On top of that, he said, Bed Bath & Beyond contributed to the escalation of Covid’s pandemic-related supply chain issues. Almost every retailer had to deal with congested ports and trucking shortages, but private-label merchandise tends to require longer lead times since it is produced overseas. Most brands typically have a high turnover, so they often store inventory at their warehouses to ensure they can offer items quickly at their U.S. outlets.
On Bed Bath and Beyond’s website, there are indications of the end of Wild Sage. Merchandise is available at discounted prices, including a tie-dye robe for $7, which has been reduced from $35, and a 16-piece terracotta dinnerware set for $16, reduced from $80. Many Wild Sage items are currently out of stock after having been reduced by as much as 90%.
Though as Bed Bath pivots to more national brands, it may run into a different type of problem. Vendors may be reluctant to work with the retailer or request advance payments as the company’s finances dry up.
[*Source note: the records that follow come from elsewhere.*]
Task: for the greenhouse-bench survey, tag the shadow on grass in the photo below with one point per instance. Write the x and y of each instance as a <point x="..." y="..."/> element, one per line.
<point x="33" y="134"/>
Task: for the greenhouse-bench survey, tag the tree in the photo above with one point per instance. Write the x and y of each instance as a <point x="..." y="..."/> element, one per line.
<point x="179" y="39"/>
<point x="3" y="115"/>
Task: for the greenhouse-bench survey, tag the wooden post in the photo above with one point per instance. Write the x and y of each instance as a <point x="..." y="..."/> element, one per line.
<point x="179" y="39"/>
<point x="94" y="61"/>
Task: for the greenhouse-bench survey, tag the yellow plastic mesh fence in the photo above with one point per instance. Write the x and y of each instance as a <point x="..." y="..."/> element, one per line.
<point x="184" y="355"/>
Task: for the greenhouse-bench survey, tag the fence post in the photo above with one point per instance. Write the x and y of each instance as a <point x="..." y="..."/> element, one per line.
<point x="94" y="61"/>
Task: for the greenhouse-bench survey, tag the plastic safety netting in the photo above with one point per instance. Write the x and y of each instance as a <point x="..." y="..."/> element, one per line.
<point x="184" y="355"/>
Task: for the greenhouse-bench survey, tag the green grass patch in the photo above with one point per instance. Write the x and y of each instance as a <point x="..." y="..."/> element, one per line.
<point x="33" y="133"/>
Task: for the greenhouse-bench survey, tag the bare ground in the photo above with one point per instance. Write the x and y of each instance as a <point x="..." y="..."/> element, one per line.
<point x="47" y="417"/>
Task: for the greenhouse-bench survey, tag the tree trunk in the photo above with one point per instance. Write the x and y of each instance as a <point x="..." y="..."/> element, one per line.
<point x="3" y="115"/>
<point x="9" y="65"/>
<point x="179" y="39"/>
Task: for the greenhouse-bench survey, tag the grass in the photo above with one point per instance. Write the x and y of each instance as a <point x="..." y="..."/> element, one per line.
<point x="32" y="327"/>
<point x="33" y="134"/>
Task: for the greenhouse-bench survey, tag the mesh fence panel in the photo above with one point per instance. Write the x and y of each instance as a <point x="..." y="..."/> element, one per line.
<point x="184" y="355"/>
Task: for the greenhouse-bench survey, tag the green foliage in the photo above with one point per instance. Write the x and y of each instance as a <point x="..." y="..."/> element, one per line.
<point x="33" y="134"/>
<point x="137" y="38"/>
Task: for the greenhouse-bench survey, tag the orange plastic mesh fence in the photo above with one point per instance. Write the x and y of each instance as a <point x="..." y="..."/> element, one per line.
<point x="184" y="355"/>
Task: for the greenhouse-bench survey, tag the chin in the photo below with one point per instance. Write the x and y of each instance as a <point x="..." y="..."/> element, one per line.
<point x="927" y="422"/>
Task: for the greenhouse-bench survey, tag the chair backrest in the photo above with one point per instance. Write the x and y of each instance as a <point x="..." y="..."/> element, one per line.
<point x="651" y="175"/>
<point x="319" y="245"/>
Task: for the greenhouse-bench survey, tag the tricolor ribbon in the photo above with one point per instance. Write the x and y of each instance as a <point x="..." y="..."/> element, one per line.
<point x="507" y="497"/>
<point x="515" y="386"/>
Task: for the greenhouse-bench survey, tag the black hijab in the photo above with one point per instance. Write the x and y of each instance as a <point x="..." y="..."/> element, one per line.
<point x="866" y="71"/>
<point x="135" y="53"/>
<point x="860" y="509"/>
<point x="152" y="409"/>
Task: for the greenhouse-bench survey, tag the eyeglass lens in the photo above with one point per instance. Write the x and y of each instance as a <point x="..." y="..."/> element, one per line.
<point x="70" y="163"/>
Though this is not an all-time low, Bed Bath reported $108 million in cash and equivalents in its fiscal first quarter, down from $1.1 billion the year before. Its net losses grew to $358 million from $51 million in the same period in 2021.
For now, the company is still able to tap into its existing $1 billion asset-based revolving credit facility from JPMorgan Chase, according to a quarterly filing with the Securities and Exchange Commission.
The company reported on May 28 that they had $200 million in borrowings outstanding.
However, analysts believe the home goods retailer needs more cash to weather its transformation.
Still, we feel like we have sufficient liquidity, Bed Bath and Beyond’s chief financial officer Gustavo Arnal said in a June conference call. The company enlisted consultants from Berkeley Research Group and financial advisors to look for capital.
“There are avenues that we’re exploring to even increase further our liquidity and navigate through the working capital cycle, particularly in the next two quarters, given the seasonality of our business,” he said on the call.